Cómo tener una dieta saludable. La alimentación saludable está en boca de todos, aunque solo sea en forma de palabras y no tengamos muy claro qué es. A día de hoy, nadie duda de que “comer sano” o “alimentarse bien” es clave para mantener la salud. Hay estudios que lo respaldan. Según la Organización Mundial de la Salud (OMS), de los diez riesgos que más perjudican a la salud, seis están relacionados de forma directa con la alimentación, y causan el 40% de los fallecimientos. Ante los datos, parece obvio que comer bien es la base para estar sanos. Ante los platos, sin embargo, no siempre tomamos buenas decisiones: cuando llega la hora de escoger los alimentos, prepararlos y degustarlos, nos alejamos de una dieta saludable, a veces por capricho y, otras, por desconocimiento.

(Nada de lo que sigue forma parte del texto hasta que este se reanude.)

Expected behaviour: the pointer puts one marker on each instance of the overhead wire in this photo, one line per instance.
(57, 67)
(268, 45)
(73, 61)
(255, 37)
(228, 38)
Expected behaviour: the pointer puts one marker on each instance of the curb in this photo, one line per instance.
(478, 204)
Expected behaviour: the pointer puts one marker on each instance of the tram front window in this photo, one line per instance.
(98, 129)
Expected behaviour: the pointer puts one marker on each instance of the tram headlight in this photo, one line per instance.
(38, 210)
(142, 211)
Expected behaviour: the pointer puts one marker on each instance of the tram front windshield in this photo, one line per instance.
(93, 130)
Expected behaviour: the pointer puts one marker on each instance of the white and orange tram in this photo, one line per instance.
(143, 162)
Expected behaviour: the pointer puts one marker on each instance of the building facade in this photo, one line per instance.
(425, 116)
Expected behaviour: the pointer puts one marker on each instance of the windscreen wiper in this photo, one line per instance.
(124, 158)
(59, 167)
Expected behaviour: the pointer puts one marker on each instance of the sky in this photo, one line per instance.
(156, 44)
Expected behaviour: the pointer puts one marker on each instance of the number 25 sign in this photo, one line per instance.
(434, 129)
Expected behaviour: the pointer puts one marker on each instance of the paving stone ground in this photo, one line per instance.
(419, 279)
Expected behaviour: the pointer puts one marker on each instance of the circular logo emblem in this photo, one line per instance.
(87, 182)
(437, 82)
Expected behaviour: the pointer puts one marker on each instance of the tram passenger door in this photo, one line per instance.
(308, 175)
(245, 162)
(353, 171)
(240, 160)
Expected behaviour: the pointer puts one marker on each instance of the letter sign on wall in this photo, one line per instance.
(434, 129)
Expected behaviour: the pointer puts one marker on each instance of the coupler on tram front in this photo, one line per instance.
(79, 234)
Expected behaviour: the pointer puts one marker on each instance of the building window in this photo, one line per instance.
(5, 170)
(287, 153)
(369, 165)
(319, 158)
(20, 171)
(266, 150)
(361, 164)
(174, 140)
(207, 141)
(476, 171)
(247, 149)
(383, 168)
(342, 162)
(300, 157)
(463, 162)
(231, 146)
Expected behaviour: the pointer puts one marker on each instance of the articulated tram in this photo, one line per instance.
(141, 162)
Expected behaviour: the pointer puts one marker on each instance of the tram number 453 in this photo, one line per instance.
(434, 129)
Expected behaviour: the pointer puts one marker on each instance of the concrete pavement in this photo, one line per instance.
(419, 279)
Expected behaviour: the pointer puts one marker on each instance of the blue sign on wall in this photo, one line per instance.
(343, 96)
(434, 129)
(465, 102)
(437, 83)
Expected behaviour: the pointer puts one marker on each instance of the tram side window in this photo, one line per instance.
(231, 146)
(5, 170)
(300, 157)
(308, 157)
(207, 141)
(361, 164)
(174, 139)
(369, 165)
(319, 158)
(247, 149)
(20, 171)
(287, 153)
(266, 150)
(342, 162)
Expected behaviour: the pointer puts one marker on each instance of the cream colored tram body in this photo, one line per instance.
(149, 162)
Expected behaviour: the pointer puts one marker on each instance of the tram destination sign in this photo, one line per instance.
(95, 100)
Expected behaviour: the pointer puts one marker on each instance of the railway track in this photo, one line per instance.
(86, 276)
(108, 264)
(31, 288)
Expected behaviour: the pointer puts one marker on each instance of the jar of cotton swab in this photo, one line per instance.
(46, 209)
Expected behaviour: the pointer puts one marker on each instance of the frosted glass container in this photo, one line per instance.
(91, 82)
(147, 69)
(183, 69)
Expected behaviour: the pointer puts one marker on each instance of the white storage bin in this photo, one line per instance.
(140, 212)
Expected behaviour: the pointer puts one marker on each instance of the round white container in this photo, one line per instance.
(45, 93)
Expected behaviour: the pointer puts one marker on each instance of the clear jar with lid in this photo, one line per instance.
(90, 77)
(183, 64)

Para que nuestra dieta sea equilibrada debe contener al menos dos raciones de verdura diaria, una en la comida y otra en la cena; de 2 a 3 piezas o raciones de fruta al día; de 2 a 3 raciones de alimentos proteicos al día (carne, pescado y huevos, de preferencia poco grasos), cereales o féculas ricos en fibra, tales como la pasta, el arroz o el pan integral o las legumbres; y evitar alimentos como el azúcar, dulces como mermeladas ricas en azúcar, bebidas azucaradas, bollería y pastelería industrial y alimentos precocinados.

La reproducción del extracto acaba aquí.